The entry function DealW2 creates a W2 instance, starts the pool, dispatches many jobs, and finally stops the pool.

func DealW2(max int) {
    w := NewWorker(w2, max)
    w.StartPool()
    for i := 0; i < 10*max; i++ {
        go w.Dispatch(fmt.Sprintf("%d", i))
    }
    w.Stop()
}

Optimized Version (W2New)

An improved implementation adds dynamic scaling via AddWorker and RemoveWorker, uses a dedicated WaitGroup for lifecycle management, and blocks on dispatch when no worker is immediately available.

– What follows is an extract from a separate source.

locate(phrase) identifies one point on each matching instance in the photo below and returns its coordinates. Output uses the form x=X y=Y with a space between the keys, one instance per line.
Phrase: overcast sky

type SubWorkerNew struct {
    Id      int
    JobChan chan string
}

type W2New struct {
    SubWorkers []SubWorkerNew
    MaxNum     int
    ChPool     chan chan string
    QuitChan   chan struct{}
    Wg         *sync.WaitGroup
}

func NewW2(maxNum int) *W2New {
    chPool := make(chan chan string, maxNum)
    subWorkers := make([]SubWorkerNew, maxNum)
    for i := 0; i < maxNum; i++ {
        subWorkers[i] = SubWorkerNew{Id: i, JobChan: make(chan string)}
        chPool <- subWorkers[i].JobChan
    }
    wg := new(sync.WaitGroup)
    wg.Add(maxNum)
    return &W2New{MaxNum: maxNum, SubWorkers: subWorkers, ChPool: chPool, QuitChan: make(chan struct{}), Wg: wg}
}

func (w *W2New) StartPool() {
    for i := 0; i < w.MaxNum; i++ {
        go func(sw *SubWorkerNew) {
            defer w.Wg.Done()
            for {
                select {
                case job := <-sw.JobChan:
                    fmt.Printf("SubWorker %d processing job %s
", sw.Id, job)
                    time.Sleep(time.Second)
                case <-w.QuitChan:
                    return
                }
            }
        }(&w.SubWorkers[i])
    }
}

func (w *W2New) Dispatch(job string) {
    select {
    case jobChan := <-w.ChPool:
        jobChan <- job
    default:
        fmt.Println("All workers busy")
    }
}

func (w *W2New) AddWorker() {
    newWorker := SubWorkerNew{Id: w.MaxNum, JobChan: make(chan string)}
    w.SubWorkers = append(w.SubWorkers, newWorker)
    w.ChPool <- newWorker.JobChan
    w.MaxNum++
    w.Wg.Add(1)
    go func(sw *SubWorkerNew) {
        defer w.Wg.Done()
        for {
            select {
            case job := <-sw.JobChan:
                fmt.Printf("SubWorker %d processing job %s
", sw.Id, job)
                time.Sleep(time.Second)
            case <-w.QuitChan:
                return
            }
        }
    }(&newWorker)
}

func (w *W2New) RemoveWorker() {
    if w.MaxNum > 1 {
        worker := w.SubWorkers[w.MaxNum-1]
        close(worker.JobChan)
        w.MaxNum--
        w.SubWorkers = w.SubWorkers[:w.MaxNum]
    }
}

func (w *W2New) Stop() {
    close(w.QuitChan)
    for i := 0; i < w.MaxNum; i++ {
        close(w.SubWorkers[i].JobChan)
    }
    w.Wg.Wait()
}

Test Case

func TestW2New(t *testing.T) {
    pool := NewW2(3)
    pool.StartPool()
    pool.Dispatch("task 1")
    pool.Dispatch("task 2")
    pool.Dispatch("task 3")
    pool.AddWorker()
    pool.AddWorker()
    pool.RemoveWorker()
    pool.Stop()
}

The article demonstrates that when the number of tasks exceeds the number of workers, a worker’s JobChan receives multiple tasks and processes them sequentially, highlighting potential bottlenecks and the importance of proper pool sizing and graceful shutdown.